The song is basically a plea to – well, to whom, actually? To myself, to a higher power, to the void? To V.A.LI.S.? Not so sure. In any case, the narrator is appealing to someone or something to stop unwanted intrusive thoughts.
Stuttering Days
In part, the song is a flashback to my teenage years when a friend and I hung out at his place and watched the French horror movie “Brotherhood of the Wolf”. It felt as if we were watching something very significant. Why? I can’t really tell. The title is a phrase stolen from Shane Black, the author of the screenplay to the original “Lethal Weapon”. He uses it to explain why his movies often take place around Chrismas – there’s an interruption of the everyday flow of days, of the standard rhythms of day-to-day life, which makes it possible to step outside of ingrained patterns to change things. That’s why I always loved the time between Christmas and new Year’s Eve. And fittingly, the song was written during this time, too.
General System Theory
Once again, the title says it all – this song is an attempt to describe a certain system, using some ideas from, well, Systems Theory. But I prefer not to say anything more, since this song is sort of mean-spirited, and I’d like to keep the targets of my scorn private in this case.

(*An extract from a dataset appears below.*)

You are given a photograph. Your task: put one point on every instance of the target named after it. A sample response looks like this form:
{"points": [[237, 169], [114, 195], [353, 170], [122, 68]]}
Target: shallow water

I’m very happy with the music because it’s harmonically different from the other stuff I tend to write – quite dissonant, sparse and ugly, at least during the verses!
Knausgardian
I created this term to describe a general feeling towards life in contemporary western society that Karl Ove Knausgard captures very poignantly in his work. The first lines go: “And the numbers in decline/And the days are slowly dwindling/Maybe it’s my disease/Maybe it is everyone else/ I walk shorn of humanistic alibis”. So there’s this lingering feeling of disappointment, a feeling that “the center cannot hold”, to borrow from Yeats. So all bleakness, again? Well, as with most of the other songs, there’s a spark of light, in this case expressed by the great Emily Dickinson, whose poem 129 I recite when the clean guitars come in. It’s ambiguous, too, but to me, it’ ultimately a beautiful rendering of hope in the face of despair.
Balancing the Edges
This is our fast song. And it’s about growing old. For me, it’s the track that is most fun to play live. Back when there were concerts and stuff, you know. It also contains a Motรถrhead reference. Listen closely!
A Dying Animal
The only track on the album that isn’t in 4/4. I’ve heard people likening it to the Cocteau Twins, which is so cool. A heavily distorted version of the Cocteau Twins with deep vocals and actual lyrics, that is. So really nothing like the Cocteau Twins. Well, anyway, this song is quite literal – it’s about dying. The title is obviously inspired by Philip Roth, and I think that these are the best lyrics I’ve written to date. “For now, we’re kept in motion/Soon we’ll all cease to exist”. Says it all really. By the way, the fact that there’s a Charles Manson song with a similar title didn’t really register with me until recently. But it adds to an appropriately eerie coda to the album.